Burlesque, déjanté, irrésistible, désopilant, nos deux comédiens, Valérie LARROQUE et Christophe NOEL, de la Compagnie du Détour, nous offrent un spectacle éblouissant de 1h10. Le spectateur baigne, avec délectation, dans un bon bain de rire.
Dans cette pièce au titre pompeux de « MODESTES PROPOSITIONS POUR REMEDIER A LA TROP FORTE CROISSANCE DE LA POPULATION MONDIALE » nous sommes en présence de deux dignes successeurs de Jacques TATI et de Buster KEATON.
Un démographe et son assistante nous donnent une conférence sur l’évolution de la population dans le monde en ce début du troisième millénaire. Sujet grave s’il en est mais récurrent car déjà traité en leur temps par d’illustres penseurs dont PLATON, SWIFT, DARWIN, MALTHUS. Toutes leurs théories réunies par une subtile alchimie deviennent un fabuleux mélange de bêtises, voire d’absurdités. Proposition nº 1 : nourrir les plus riches avec des rôtis d’enfants pauvres; Proposition nº 2 : liquéfier les vieilles dames pour les transformer en carburant ("Roulez mieux, roulez vieux" ) ; Proposition nº 3 : automatiser les ouvriers.
Agnès LARROQUE dans une mise scène, sans décor, met l’accent sur le jeu loufoque mais intelligent et surtout très physique des acteurs.
Il suffit de les voir pour avoir envie de rire, elle, en tailleur rouge qui lui moule le corps, attifée
d’une grosse tresse enfantine, lui, dans son costume étriqué, équipé d’une paire de lunettes qui lui donne un air trop sérieux.

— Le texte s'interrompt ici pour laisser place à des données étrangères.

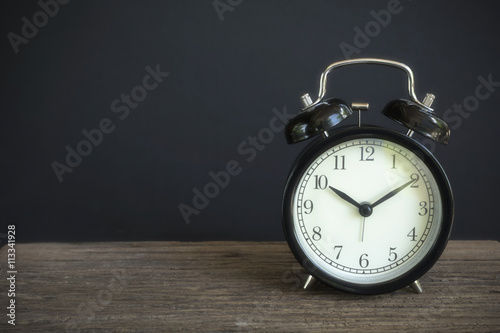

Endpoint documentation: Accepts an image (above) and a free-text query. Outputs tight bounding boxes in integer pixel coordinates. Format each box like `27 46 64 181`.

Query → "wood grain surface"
0 241 500 332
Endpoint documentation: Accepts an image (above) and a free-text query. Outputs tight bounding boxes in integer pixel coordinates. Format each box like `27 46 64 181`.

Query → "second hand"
361 216 366 241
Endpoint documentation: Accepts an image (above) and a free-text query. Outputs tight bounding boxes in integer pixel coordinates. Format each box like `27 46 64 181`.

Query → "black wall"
0 0 500 242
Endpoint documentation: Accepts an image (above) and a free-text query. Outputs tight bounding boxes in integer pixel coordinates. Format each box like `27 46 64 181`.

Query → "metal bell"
285 98 352 144
382 99 450 144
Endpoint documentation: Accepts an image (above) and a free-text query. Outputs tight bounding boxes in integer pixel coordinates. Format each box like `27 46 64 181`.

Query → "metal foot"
410 280 424 294
304 275 316 290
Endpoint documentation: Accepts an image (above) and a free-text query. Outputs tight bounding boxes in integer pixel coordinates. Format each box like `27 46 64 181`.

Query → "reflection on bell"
382 99 450 144
285 98 352 144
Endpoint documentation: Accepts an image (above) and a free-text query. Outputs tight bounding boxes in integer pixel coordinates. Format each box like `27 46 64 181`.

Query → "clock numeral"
333 155 345 170
304 200 313 214
410 173 420 188
359 253 370 268
359 147 375 161
333 245 344 259
387 247 398 261
312 226 321 241
406 228 417 242
418 201 429 216
314 175 328 190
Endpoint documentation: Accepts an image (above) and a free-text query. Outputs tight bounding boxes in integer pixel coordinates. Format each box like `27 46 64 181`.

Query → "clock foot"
304 275 316 290
410 280 424 294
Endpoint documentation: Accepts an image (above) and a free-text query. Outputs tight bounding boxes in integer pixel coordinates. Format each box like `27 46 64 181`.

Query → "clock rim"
282 126 454 294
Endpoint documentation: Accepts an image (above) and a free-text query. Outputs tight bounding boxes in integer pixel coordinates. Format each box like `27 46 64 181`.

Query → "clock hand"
328 186 361 208
371 179 415 208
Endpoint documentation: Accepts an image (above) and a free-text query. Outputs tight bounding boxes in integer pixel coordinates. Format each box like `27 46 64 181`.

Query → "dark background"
0 0 500 242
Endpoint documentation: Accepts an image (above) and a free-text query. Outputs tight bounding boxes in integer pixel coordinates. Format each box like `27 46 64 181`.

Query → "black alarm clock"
282 58 454 294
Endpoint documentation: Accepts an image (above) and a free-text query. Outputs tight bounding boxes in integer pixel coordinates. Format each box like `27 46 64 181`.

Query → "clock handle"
301 58 433 112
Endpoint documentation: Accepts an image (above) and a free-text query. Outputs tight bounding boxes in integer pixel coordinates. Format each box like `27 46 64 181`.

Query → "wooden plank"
0 241 500 332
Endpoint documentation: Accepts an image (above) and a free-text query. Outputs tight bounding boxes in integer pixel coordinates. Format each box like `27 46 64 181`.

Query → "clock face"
284 128 453 293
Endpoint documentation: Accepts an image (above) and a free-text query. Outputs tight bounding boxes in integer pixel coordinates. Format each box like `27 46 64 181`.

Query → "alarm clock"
282 58 454 294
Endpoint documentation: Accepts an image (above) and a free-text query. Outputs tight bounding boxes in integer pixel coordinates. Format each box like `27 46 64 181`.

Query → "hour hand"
328 186 361 208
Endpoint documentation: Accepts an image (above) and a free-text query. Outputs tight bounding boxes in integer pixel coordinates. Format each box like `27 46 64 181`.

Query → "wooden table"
0 241 500 332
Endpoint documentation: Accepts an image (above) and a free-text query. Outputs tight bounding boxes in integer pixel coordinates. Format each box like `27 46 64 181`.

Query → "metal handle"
302 58 433 112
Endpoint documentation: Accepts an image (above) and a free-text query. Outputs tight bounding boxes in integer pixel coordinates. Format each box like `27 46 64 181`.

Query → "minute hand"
371 179 415 208
328 186 361 208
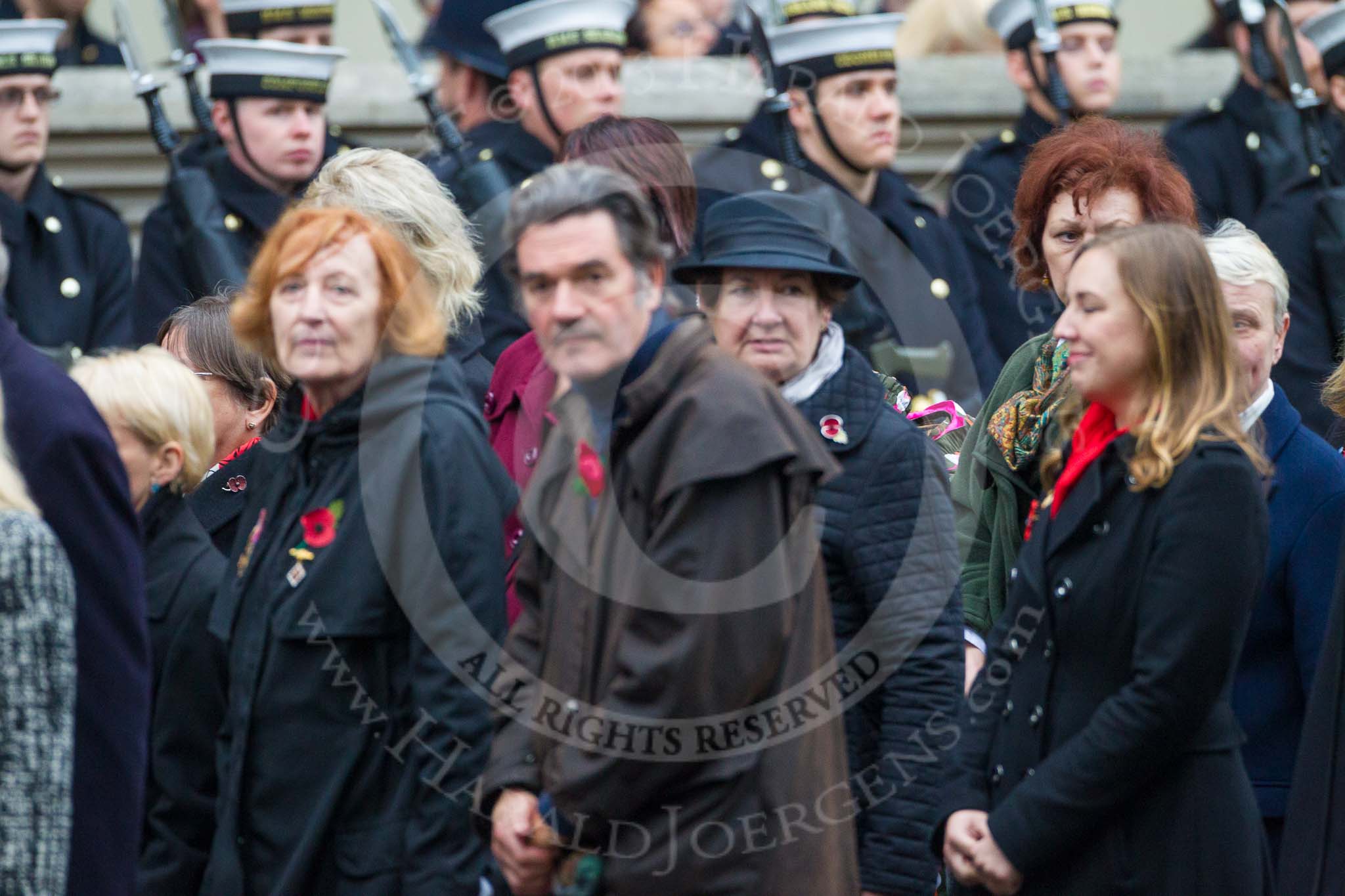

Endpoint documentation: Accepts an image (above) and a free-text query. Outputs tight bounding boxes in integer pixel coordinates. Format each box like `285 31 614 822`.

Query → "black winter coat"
797 348 963 893
203 356 515 896
935 435 1272 896
137 492 225 896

Les gags s’enchaînent avec la précision d’une horloge bien réglée : c’est la table à qui il manque un pied, c’est le conférencier assis obligé d’épouser la position de la table qui penche, c’est l’assistante qui clignote des yeux lorsqu’elle doit compter ou qui chante et danse sur l’air de « Il était un petit navire » pour étayer un propos…
Des prototypes de machines servent à illustrer les démonstrations de notre démographe : comme tout un système partant d’une poche à perfusion remplie d’eau, sous laquelle pend un bocal censé représenter la terre et la population mondiale, enfin un aquarium devant contenir les décès, comme le tableau qui permet à l’assistante et sa badine d’expliquer, grâce aux graphiques et aux chiffres les conclusions du démographe, sans oublier « le chariot d’automatisation » qui permet de robotiser les pauvres. Expérience qui s’avérera catastrophique pour le conférencier.
Cette conférence, d’une extravagance sans pareille, met l’homme en face de ses propres ratages et de sa difficulté à répondre à une situation qu’il ne domine pas.
Ceci mérite d’y réfléchir.
Un vrai moment de bonheur a plané, ce soir, dans la salle comble et chaleureuse du Centre Culturel.
Qu’est-ce que je suis déçue…. de ne pas avoir vu cela! Car, en ce moment, on a vraiment besoin de “déjanté” et de “désopilant"!